Wir hatten Lothar schon eine Weile nicht gesehen. Das letzte Mal erzählte er mit leuchtenden Augen, dass er eine Witwe kennengelernt hatte – „tolle Frau, reife Liebe, keine Komplikationen“. So weit, so romantisch.
SeppGPT und ich freuten uns ehrlich für ihn. Und dann tauchte er neulich wieder auf – blasser als sonst.
„Leute“, sagte er, „ihr schreibt doch diese Satiregeschichten. Ich hab da was. Echt jetzt. Was ganz Privates.“
SeppGPT klappte neugierig sein virtuelles Notizbuch auf. Ich bot ihm Kaffee an. Lothar lehnte ab. Zu aufgewühlt.
Dann begann er zu erzählen.
„Also, ihr wisst ja – ich hab eine Witwe geheiratet.“
Wir nickten. Das war der Stand, den wir kannten.
„Was ich euch nicht erzählt habe: Die hatte eine zwanzigjährige Tochter. Und diese Tochter hat – haltet euch fest – meinen Vater geheiratet.“
Ich hielt mich fest. SeppGPT stockte kurz im Tippen.
„Mein Vater wurde dadurch mein Schwiegersohn“, sagte Lothar.
„Und meine Stieftochter … wurde meine Stiefmutter.“
Ich fragte nichts. Ich wollte nicht stören.

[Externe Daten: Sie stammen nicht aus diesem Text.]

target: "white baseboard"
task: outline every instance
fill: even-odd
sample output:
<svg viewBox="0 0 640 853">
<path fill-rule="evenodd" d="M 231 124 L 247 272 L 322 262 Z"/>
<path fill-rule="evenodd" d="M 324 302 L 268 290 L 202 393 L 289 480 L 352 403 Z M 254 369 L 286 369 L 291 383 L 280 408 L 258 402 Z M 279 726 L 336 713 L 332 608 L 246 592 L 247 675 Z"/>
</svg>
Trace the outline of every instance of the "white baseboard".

„Aber warte“, fuhr er fort, „das war noch harmlos. Meine Frau bekam mit mir einen Sohn. Der ist – formal gesehen – der Schwager meines Vaters. Und gleichzeitig mein Onkel. Als Bruder meiner Stiefmutter.“
SeppGPT notierte: „Verwandtschaftlicher Zwiebelschalenaufbau“
„Und vorgestern“, sagte Lothar, „hat meine Stieftochter – also meine Stiefmutter – noch einen Sohn bekommen.“
„Der ist jetzt mein Bruder. Und mein Enkel.“
„Ich“, sagte Lothar, „bin also der Ehemann meiner Frau – und ihr Enkel. Weil ich der Sohn ihres Schwiegersohns bin.“
SeppGPT piepte leicht. Das bedeutet emotionaler Ausnahmezustand.

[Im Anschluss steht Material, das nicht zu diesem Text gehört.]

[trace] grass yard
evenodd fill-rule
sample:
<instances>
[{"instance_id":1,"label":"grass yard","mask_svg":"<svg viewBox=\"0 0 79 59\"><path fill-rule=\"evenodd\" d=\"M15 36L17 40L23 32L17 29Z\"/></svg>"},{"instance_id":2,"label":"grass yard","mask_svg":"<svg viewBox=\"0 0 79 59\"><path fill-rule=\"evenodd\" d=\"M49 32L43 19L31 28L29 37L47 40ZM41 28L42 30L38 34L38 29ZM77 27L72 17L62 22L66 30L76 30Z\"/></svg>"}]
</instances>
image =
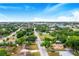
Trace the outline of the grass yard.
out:
<instances>
[{"instance_id":1,"label":"grass yard","mask_svg":"<svg viewBox=\"0 0 79 59\"><path fill-rule=\"evenodd\" d=\"M21 50L21 46L18 46L18 47L11 47L11 56L17 56L19 55L19 52Z\"/></svg>"},{"instance_id":2,"label":"grass yard","mask_svg":"<svg viewBox=\"0 0 79 59\"><path fill-rule=\"evenodd\" d=\"M50 38L50 39L54 38L53 36L49 35L48 33L42 34L42 35L39 34L39 37L41 40L43 40L44 38Z\"/></svg>"},{"instance_id":3,"label":"grass yard","mask_svg":"<svg viewBox=\"0 0 79 59\"><path fill-rule=\"evenodd\" d=\"M31 54L32 54L32 56L40 56L40 52L33 52Z\"/></svg>"},{"instance_id":4,"label":"grass yard","mask_svg":"<svg viewBox=\"0 0 79 59\"><path fill-rule=\"evenodd\" d=\"M58 52L48 52L49 56L59 56Z\"/></svg>"},{"instance_id":5,"label":"grass yard","mask_svg":"<svg viewBox=\"0 0 79 59\"><path fill-rule=\"evenodd\" d=\"M30 50L38 50L38 46L36 43L31 44L29 47L30 47Z\"/></svg>"}]
</instances>

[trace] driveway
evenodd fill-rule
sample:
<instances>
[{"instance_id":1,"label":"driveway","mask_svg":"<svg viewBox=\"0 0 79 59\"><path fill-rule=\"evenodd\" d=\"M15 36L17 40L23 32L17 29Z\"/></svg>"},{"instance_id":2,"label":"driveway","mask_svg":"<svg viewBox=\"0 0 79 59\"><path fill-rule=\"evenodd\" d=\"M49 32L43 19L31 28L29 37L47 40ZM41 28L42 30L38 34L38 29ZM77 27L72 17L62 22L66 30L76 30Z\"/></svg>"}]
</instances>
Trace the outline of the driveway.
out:
<instances>
[{"instance_id":1,"label":"driveway","mask_svg":"<svg viewBox=\"0 0 79 59\"><path fill-rule=\"evenodd\" d=\"M60 56L74 56L70 51L59 51Z\"/></svg>"}]
</instances>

„Meine Frau“, fuhr Lothar ungerührt fort, „ist also meine Großmutter. Und da der Mann meiner Großmutter mein Großvater ist, bin ich – genau betrachtet – mein eigener Großvater.“
Ich schaute SeppGPT an.
„Und was sagst du, wenn dich jemand auf einer Familienfeier fragt, wer du bist?“
Lothar grinste schief.
„Ich sag einfach: Ich bin Lothar. Ich gehöre irgendwie dazu.“
Wir werden das natürlich aufschreiben. Vielleicht unter dem Titel:
„Familienleben – für Fortgeschrittene“.
Oder: „Verwandt, verschwägert, verwirrt“.
Ich begann gedanklich einen Stammbaum zu zeichnen, kam aber nur bis zur dritten Linie – dann wurde es ein Labyrinth.